I think there is a way to add this limitation, but I don´t know details. Related PRs: https://github.com/alicevision/AliceVision/pull/1304 https://github.com/alicevision/Meshroom/pull/1836

zell180 commented 1 year ago

Ok i'm 99.9% sure that the problem are the large number of core. Just try with i5-8250U with 16GB RAM on Ubuntu 22.04 and the task took only 13.4seconds. Please someone can help to reduce core numbers or think a solution?

natowi commented 1 year ago

Maybe https://manpages.ubuntu.com/manpages/trusty/man1/cpulimit.1.html

The  -c flag sets the number of CPU cores the program thinks are available. Usually
              this is detected for us, but can be over-ridden.
zell180 commented 1 year ago

i got: Unrecoginzed argument -c 8 for meshroom_batch

servantftechnicolor commented 1 year ago

Just tested on several computers, 16/40/96/256 cores and they are all the same runtime around 1m and 20 sec for 46 images.

zell180 commented 1 year ago

Just tested on several computers, 16/40/96/256 cores and they are all the same runtime around 1m and 20 sec for 46 images.

i've only 6 image and the runtime gap is crazy. What should i check or fix?

zell180 commented 1 year ago

so there is no way to reduce cpu number?

msanta commented 1 year ago

How did you run the command?

msanta commented 1 year ago

The cpulimit command should be used something like this: cpulimit -c 8 -l 100 -- /path/to/meshroom_batch <options for meshroom_batch>. However _meshroombatch is going to start another process for each step and I don't think these will have the CPU limit applied.

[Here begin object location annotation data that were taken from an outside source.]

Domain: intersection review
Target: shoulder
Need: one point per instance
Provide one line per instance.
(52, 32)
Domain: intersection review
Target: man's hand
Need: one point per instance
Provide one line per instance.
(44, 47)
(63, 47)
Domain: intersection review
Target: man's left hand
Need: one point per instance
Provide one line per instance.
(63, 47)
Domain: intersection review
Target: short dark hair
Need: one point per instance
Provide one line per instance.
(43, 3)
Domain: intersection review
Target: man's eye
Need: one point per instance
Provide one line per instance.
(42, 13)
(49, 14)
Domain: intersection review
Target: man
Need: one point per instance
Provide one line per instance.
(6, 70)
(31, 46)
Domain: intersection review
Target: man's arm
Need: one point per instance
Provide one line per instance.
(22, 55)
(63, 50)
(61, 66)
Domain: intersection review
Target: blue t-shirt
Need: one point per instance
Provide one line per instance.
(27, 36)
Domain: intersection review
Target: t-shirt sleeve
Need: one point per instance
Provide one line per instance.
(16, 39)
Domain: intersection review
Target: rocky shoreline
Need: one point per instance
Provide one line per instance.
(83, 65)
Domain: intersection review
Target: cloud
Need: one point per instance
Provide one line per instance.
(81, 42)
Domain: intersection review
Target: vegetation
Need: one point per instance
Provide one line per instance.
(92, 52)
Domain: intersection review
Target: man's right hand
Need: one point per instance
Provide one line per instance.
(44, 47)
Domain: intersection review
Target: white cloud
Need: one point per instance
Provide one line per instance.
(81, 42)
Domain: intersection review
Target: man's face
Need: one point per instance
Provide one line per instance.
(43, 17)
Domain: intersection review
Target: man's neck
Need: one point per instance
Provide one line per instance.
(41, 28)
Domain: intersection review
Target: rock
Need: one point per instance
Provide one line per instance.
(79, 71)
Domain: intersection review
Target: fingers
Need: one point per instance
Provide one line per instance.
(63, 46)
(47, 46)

Interestingly I had a look at the .status files from a project and there is a --maxCores flag specified when running the individual commands. Eg: "commandLine": "aliceVision_featureMatching --input \"...\" --featuresFolders \"...\" --imagePairsList \"...\" --describerTypes dspsift --photometricMatchingMethod ANN_L2 --geometricEstimator acransac --geometricFilterType fundamental_matrix --distanceRatio 0.8 --maxIteration 2048 --geometricError 0.0 --knownPosesGeometricErrorMax 5.0 --minRequired2DMotion -1.0 --maxMatches 0 --savePutativeMatches False --crossMatching False --guidedMatching False --matchFromKnownCameraPoses False --exportDebugFiles False --verboseLevel info --output \"..\" --rangeStart 0 --rangeSize 20 --maxMemory=9223372036854771712 --maxCores=16"

zell180 commented 1 year ago

i've successfully launch meshroom_batch with the instruction you kindly provided but as you supspected the limit is ignored in meshroom "subprocess". The steps in which we have bad performance is StructureFromMotion, and seems that is not possible to pass this parameter. Is possible to do some mod to enable them?

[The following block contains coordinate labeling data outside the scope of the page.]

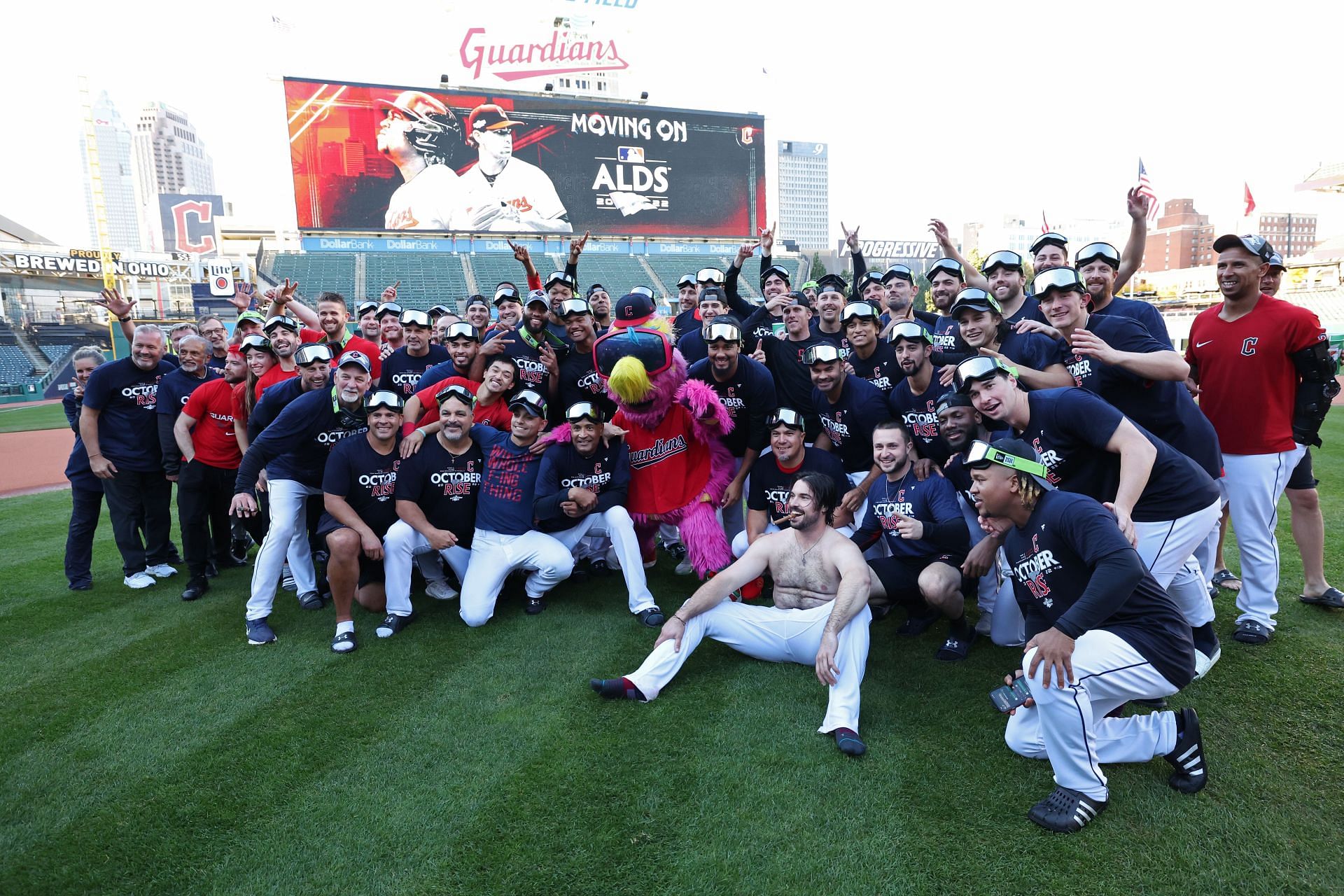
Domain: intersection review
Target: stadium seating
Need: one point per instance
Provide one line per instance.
(428, 279)
(318, 273)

msanta commented 1 year ago

You can use cpulimit on a running process by specifying the process ID with the -p option: cpulimit -c 8 -l 100 -p 1234. That should let you see if reducing the CPU resources has an impact.

The -e and -P options might be worth trying out. cpulimit will wait for a process with the given name (-e) or path (-P) and then throttle it. For example I can run the command to target Meshroom and its waits until I have started the app.

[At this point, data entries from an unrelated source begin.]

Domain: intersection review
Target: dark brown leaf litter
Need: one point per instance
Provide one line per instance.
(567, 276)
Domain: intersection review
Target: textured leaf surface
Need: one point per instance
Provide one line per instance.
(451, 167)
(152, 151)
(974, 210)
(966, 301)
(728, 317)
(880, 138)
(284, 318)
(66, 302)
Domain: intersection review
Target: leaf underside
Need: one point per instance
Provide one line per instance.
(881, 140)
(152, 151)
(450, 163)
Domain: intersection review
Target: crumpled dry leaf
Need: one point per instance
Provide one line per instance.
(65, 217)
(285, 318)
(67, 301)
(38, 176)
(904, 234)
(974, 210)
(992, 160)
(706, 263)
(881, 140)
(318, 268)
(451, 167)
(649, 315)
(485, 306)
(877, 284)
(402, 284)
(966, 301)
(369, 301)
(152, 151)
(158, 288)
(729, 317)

$ cpulimit -c 1 -l 100 -e Meshroom
Warning: no target process found. Waiting for it...
Process 60909 detected

However I have had no luck when targetting the _aliceVisionincrementalSfM program by name or path (but specifying the process ID works of course).

zell180 commented 1 year ago

i've used cpulimit -c 8 -l 100 -e aliceVision_incrementalSfM and i've got Warning: no target process found. Waiting for it... Process 1144209 detected

Bingo i think! But in aliceVision_incrementalSfM log i see that cores are 128. I think we need to find a way to pass --maxCores to aliceVision_incrementalSfM

[5/12] StructureFromMotion

FlachyJoe commented 1 year ago

--maxCores is set here for all the command lines https://github.com/alicevision/Meshroom/blob/ea26d89844456883fc995a76115dd701cc51ec10/meshroom/core/desc.py#L680 it reads the value from meshroom's cgroup Does aliceVision_incrementalSfM really access to the all cores?

zell180 commented 1 year ago

if i read aliceVision_incrementalSfM help i see that param is not --maxCores but --maxMemoryAvailable and --maxCoresAvailable. Should be this the problem?